Orchestrating end-to-end machine learning workflows with Watson Pipelines

Archived content

Archive date: 2024-12-10

This content is no longer being updated or maintained. The content is provided “as is.” Given the rapid evolution of technology, some content, steps, or illustrations may have changed.

Automating day-to-day data and machine learning tasks on the cloud can be difficult for data scientists because they must set up the equivalent cloud environment for their machine learning development and be able to automate all of the machine learning tasks with programmatic logics such as sequential, parallel, conditional, and looping. However, a new beta service in Watson Studio, Watson Pipelines, can help with orchestrating an end-to-end flow of assets from creation through deployment. With Watson Pipelines, you can build your machine learning pipelines with different Watson Services such as AutoAI and DataStage by using a simple drag-and-drop graphical interface. You can also schedule these pipelines as cron or repeated jobs to automate your day-to-day machine learning lifecycle. And, you can try it out for free on your new and existing Watson Studio projects.

In this tutorial, learn how to create an automated pipeline that can take your existing data to train multiple models with hyperparameter optimization by using AutoAI, then deploy the best-selected model into production on a web service by using the Watson Machine Learning Service. You create a gallery sample pipeline "orchestrate an AutoAI experiment" for this tutorial that uses a bank marketing data set that is related to direct marketing campaigns of a Portuguese banking institution. This sample pipeline builds a binary classification model to predict whether the client will subscribe to a banking term deposit.

Learning objectives

In this tutorial, learn how to:

Create a Watson Studio project
Associate IBM Cloud services to Watson Studio projects
Create and run Watson Studio Pipeline assets with AutoAI
Deploy production models with the Watson Machine Learning Service

Prerequisites

To complete the tutorial, you need an IBM Cloud account.

Estimated time

It should take you approximately 30 minutes to complete this tutorial.

Steps

Step 1. Create a new project on Watson Studio

Go to https://dataplatform.cloud.ibm.com/, and log in.
Click Create a project, then Create an empty project to create a new empty project.

Step 2. Associate the Watson Machine Learning Service for AutoAI

Associate the Watson Machine Learning Service for this project to run the AutoAI example pipeline.

Click the Manage tab, then click Services & Integration. Click Associate service, then New service +.
Choose the Machine Learning service.
If you don't have an existing machine learning service, you can create a lite machine learning service for free to run this tutorial.

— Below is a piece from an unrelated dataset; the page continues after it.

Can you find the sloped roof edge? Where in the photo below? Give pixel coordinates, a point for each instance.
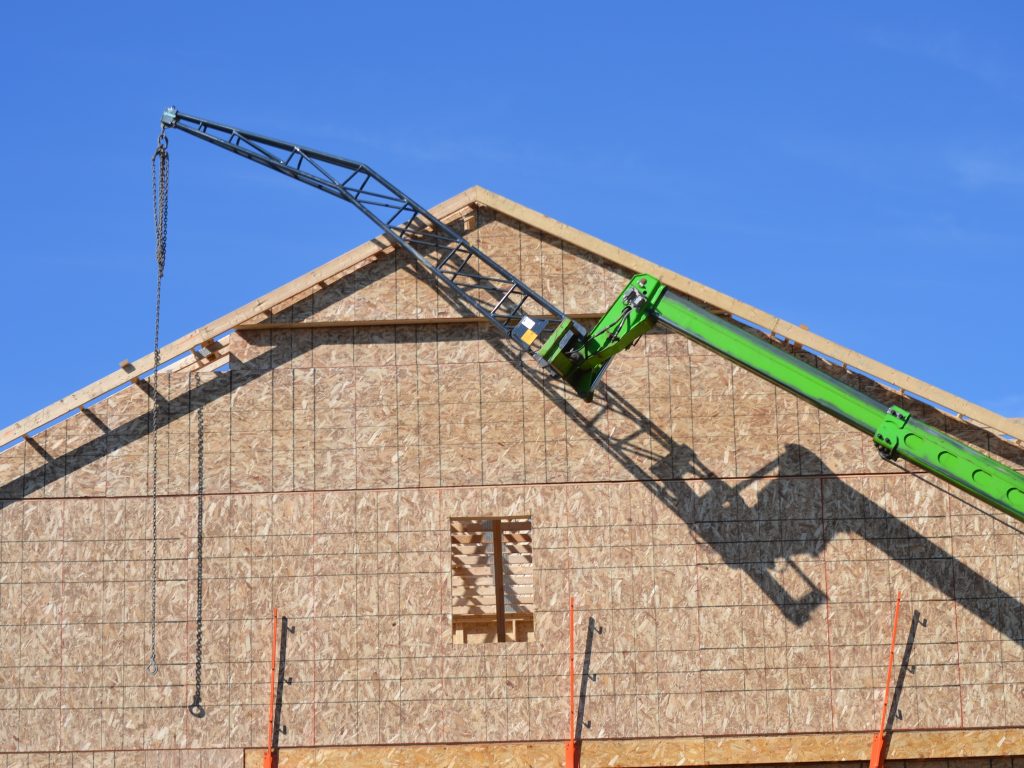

Step 3. Create and run Pipeline assets

After the machine learning service is created, click the Assets tab. Then, create a New asset.
Under New asset, select Pipelines.
After selecting the Pipeline asset, choose the gallery sample Orchestrate an AutoAI experiment, then click Next. This sample uses a bank marketing data set from UCI to train multiple models with hyperparameter optimization by using AutoAI. It then deploys the best-selected model into production on a web service by using the Watson Machine Learning Service.
Enter any name for the new pipeline, and click Create.
You should see the AutoAI pipeline example. Inside Watson Studio Pipeline, you can drag and drop any node, connect them, and modify them in the UI. You can also add comments to any node so that others can understand what each node is doing inside the pipeline.
To run the pipeline, click Run, and select Trial run. Then, select the desired deployment space to serve the best machine learning model. If you don't have a deployment space, follow the next step by clicking the upper left, and select Deployments. Then, you can create a new deployment space.

This pipeline downloads the data set from the shared object storage and creates an AutoAI experiment to train multiple machine learning models. It then finds the best machine learning model based on the experiment result and deploys it as a web service using Watson Studio deployment.

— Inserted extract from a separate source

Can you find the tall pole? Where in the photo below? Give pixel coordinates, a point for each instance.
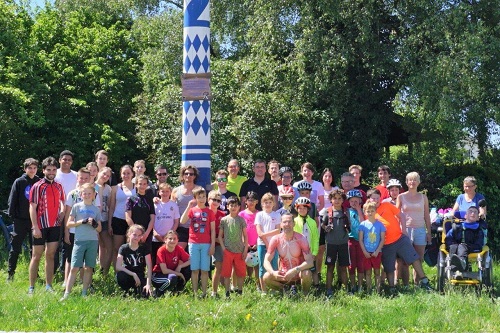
(196, 143)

Step 4. Test the deployed production model

After the pipeline is finished, you can go to the deployments page and look at the model deployment details. Click the upper left to open the side menus and select Deployments.
Click the Spaces tab, and select the space where your model is deployed to.
Click Deployments, and you can see all of the active models in this space. Then, select the most recent model that you just deployed.
Click the Test tab, and use the following example payload to test the deployed model. You see that this model can be interacted with as a web service and returns the prediction result along with the confident rate details.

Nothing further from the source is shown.